This is 64

Written by Joseph Connelly
Review by Douglas Kemp

Joseph Connolly has written a typically anarchic and entertaining novel of one George Reilly, who is aged just 19 in 1964 and living in a crummy bedsit in Kilburn with a much put-upon girlfriend, Dorothy. London has started to swing and unlike Philip Larkin, it is not too late for him —it is only just starting. The story is mostly told through stream-of-consciousness as the various characters reflect upon their (generally unsatisfactory) lot in life. The action moves between 1964 and 2009, when Reilly is aged 64, and he looks back upon his gilded youth. He has just retired wealthy and successful from his business, and is trenchantly un-PC and cynical and controlling towards life and his family, and seems to have a rather selective view of his own past. The George Reilly of 1964 is a selfish, unpleasant young man, obsessed with The Beatles, who bullies and treats Dorothy with awful disdain.
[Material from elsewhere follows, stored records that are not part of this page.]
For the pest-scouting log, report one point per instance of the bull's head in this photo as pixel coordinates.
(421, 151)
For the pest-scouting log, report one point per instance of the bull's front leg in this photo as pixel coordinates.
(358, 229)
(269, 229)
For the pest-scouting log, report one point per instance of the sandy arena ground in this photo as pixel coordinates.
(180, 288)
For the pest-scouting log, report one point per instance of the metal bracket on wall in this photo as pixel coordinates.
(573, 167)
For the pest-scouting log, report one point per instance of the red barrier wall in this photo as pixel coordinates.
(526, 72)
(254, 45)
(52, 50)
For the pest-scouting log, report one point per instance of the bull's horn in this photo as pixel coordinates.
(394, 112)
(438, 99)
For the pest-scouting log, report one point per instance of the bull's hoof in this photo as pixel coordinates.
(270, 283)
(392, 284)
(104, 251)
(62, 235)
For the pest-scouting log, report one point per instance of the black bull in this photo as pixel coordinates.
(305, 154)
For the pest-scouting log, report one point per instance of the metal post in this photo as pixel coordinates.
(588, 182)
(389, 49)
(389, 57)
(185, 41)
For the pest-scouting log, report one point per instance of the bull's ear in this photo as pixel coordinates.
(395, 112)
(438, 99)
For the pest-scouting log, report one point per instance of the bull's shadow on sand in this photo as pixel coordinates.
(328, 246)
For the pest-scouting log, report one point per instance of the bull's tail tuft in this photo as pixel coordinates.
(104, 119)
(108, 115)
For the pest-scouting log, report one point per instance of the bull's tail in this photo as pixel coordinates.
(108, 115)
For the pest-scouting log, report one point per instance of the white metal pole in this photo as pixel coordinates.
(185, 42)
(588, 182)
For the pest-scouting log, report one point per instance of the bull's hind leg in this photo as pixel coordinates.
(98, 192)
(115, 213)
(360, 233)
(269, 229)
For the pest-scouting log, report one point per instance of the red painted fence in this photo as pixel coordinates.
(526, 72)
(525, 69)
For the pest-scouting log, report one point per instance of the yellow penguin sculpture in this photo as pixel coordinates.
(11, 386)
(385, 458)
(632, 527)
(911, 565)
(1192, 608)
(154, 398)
The 1960s are immersed in superb historical detail, and the milieu of the times, with people, their conversations and culture, seems just about spot on; those splendid times of youthful hedonism are brought to life once more. The narrative technique is well executed, though in a long novel it can occasionally drag as we go through and around in great detail the minutiae of the characters’ desires, frustrations and angst with the world. There is a surprise ending, but one which the alert reader may see flagged well in advance, and there are lots of references to Beatles songs and lyrics hidden in the text.